Fifteen-scaled Worm    Harmothoe imbricata


This odd looking creature is one of the many polychaete worms found in the Pacific Northwest.  Polychaete worms are segmented worms and are members of the Annelid phylum.  However unlike its polychaete kin, this species, along with its close relatives, uses large scales (or elytra) to protect it's flattened body from attack.  The attachment of the scales are rather loose so some have been lost from this specimen during handling.  There are around six local fifteen-scaled species with the most common being H. imbricata.  In addition there are about 16 other kinds of scaleworms that inhabit the northeastern Pacific Ocean - many of which are commensals on sea stars, sponges, limpets, chitons and sea cucumbers.  Most species are small, only an inch or so in length: H. imbricata grows up to 2.6 inches.  The female broods the larvae under her scales till they swim away to settle on the bottom.

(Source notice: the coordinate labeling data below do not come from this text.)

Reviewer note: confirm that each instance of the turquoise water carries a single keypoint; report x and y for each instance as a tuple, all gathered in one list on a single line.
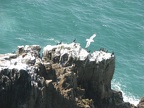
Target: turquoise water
[(119, 26)]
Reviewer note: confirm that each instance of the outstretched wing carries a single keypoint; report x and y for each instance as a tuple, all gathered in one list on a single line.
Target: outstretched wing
[(93, 36), (87, 45)]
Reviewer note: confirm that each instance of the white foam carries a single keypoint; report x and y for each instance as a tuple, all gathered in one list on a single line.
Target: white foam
[(127, 96)]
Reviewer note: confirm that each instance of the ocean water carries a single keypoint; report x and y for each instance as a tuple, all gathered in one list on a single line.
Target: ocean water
[(119, 26)]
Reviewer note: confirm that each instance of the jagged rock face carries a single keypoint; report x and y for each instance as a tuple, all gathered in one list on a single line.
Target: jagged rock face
[(67, 76), (141, 103)]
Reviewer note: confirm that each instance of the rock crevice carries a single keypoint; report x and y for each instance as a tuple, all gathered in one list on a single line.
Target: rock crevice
[(66, 76)]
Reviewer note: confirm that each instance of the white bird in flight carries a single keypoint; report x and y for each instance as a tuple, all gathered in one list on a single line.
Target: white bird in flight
[(90, 40)]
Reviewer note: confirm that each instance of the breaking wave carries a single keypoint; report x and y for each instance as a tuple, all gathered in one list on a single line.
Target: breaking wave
[(127, 96)]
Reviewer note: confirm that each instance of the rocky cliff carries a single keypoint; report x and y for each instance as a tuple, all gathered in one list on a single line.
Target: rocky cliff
[(66, 76)]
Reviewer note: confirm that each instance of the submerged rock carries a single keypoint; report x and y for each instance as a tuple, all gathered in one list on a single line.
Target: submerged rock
[(67, 76)]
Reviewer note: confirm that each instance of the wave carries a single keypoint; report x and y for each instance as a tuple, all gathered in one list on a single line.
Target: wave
[(20, 39), (52, 39), (127, 96)]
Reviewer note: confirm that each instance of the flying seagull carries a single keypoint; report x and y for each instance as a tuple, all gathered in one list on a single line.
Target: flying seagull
[(90, 40)]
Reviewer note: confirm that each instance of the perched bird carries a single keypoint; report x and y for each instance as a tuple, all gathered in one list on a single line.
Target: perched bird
[(90, 40), (59, 43), (74, 40)]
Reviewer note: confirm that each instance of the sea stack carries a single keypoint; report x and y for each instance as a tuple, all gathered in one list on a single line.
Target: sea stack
[(66, 76)]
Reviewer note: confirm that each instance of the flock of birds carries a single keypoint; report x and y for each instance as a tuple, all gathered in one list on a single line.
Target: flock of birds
[(91, 39)]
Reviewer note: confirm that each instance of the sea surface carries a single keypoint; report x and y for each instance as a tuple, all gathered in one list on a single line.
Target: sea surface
[(119, 25)]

H. imbricata is mainly free living and can be found hiding or slowly crawling around sponges and hydroids under floats or under rocks, around eelgrass and in kelp holdfasts.  It also can be found as a commensal in the tubes of several other kinds of polychaete worms.  They feed on living organisms which they detect with their anterior sensory structures and then catch with their jawed protrusible gullet.  When living in close association with another organism they usually feed on leftovers from the host species.  H. imbricata is circumpolar in both the Pacific and Atlantic Oceans.  Other species occur from Alaska to California.